What Moulard said. With an added caveat that your interest income should NOT be included on your form 2555.


----------



## byline (Dec 5, 2011)

Moulard said:


> Not quite right.
> 
> Income from interest cannot be excluded - you can only exclude earned income (fundamentally wages)
> 
> ...


What is AGI? Annual Gross Income? (Abbreviations and I do not get along.)

Thanks to you and Bev for this! So that means I did this incorrectly last year (I included the interest on Form 2555). But I guess because it was such a small amount, and my total income was below the standard deduction, they didn't bother correcting me on it.


----------



## byline (Dec 5, 2011)

byline said:


> What is AGI? Annual Gross Income? (Abbreviations and I do not get along.)
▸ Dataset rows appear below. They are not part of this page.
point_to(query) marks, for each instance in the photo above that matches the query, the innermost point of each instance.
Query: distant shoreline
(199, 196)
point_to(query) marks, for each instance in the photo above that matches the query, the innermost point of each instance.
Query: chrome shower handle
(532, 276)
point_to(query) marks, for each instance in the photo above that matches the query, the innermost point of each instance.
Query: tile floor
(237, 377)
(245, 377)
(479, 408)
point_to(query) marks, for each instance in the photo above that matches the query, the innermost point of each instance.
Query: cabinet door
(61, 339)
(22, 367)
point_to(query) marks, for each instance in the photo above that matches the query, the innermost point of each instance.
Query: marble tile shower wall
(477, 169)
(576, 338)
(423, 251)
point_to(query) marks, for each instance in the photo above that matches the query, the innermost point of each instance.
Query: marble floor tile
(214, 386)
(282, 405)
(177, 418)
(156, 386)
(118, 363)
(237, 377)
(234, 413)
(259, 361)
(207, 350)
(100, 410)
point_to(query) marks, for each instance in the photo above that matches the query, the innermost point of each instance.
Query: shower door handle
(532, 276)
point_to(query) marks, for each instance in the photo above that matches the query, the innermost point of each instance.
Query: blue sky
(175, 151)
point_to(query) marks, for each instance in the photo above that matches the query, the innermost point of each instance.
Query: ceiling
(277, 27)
Now I see; AGI = Adjusted Gross Income.


----------



## Bevdeforges (Nov 16, 2007)

byline said:


> What is AGI? Annual Gross Income? (Abbreviations and I do not get along.)
> 
> Thanks to you and Bev for this! So that means I did this incorrectly last year (I included the interest on Form 2555). But I guess because it was such a small amount, and my total income was below the standard deduction, they didn't bother correcting me on it.
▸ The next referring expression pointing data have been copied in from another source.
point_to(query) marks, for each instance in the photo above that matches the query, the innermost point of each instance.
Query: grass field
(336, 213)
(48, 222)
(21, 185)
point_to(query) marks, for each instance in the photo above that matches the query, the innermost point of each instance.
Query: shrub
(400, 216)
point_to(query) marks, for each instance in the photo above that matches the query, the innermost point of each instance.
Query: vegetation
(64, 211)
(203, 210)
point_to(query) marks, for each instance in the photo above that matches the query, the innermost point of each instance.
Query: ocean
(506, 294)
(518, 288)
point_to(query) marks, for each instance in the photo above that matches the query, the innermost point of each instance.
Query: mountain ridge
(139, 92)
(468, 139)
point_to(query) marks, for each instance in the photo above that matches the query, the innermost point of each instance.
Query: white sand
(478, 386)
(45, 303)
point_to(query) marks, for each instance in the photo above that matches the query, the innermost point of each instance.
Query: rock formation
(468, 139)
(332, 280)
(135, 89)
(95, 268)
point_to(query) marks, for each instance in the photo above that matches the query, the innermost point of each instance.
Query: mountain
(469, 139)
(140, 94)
Actually, right conclusion for the wrong reason. The net result of including your interest income on your 2555 form does not change your tax liability in the slightest. That's the real reason they don't bother to "correct" your error.


----------



## byline (Dec 5, 2011)

Bevdeforges said:


> Actually, right conclusion for the wrong reason. The net result of including your interest income on your 2555 form does not change your tax liability in the slightest. That's the real reason they don't bother to "correct" your error.
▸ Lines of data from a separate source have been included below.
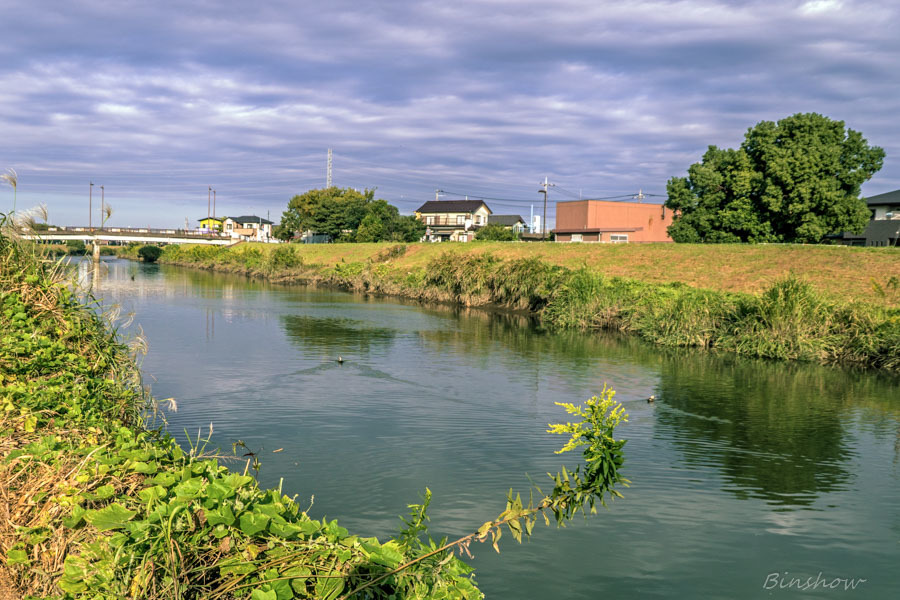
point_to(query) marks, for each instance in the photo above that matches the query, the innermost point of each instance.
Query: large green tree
(796, 180)
(348, 215)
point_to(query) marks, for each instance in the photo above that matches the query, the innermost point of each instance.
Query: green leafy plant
(102, 503)
(574, 491)
(150, 253)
Fair enough. I think you are exactly right!


----------



## Moulard (Feb 3, 2017)

If you reported it as wages and excluded it as wages, they would have no means to know that there was an error in the first place.


----------



## byline (Dec 5, 2011)

Moulard said:


> If you reported it as wages and excluded it as wages, they would have no means to know that there was an error in the first place.


Actually, they would have, since I was a little too precise with my information. On Form 1040 I reported my wages on Line 1, and my interest on Line 2b, plus I reported the interest on Schedule B. And, to top it off, I reported the two amounts separately on Form 2555.

But, as Bev noted, even with the interest added in, my total income was below the standard deduction, so including it didn't affect my tax liability.

Anyway, thanks to you and Bev, I didn't repeat that mistake this year!


----------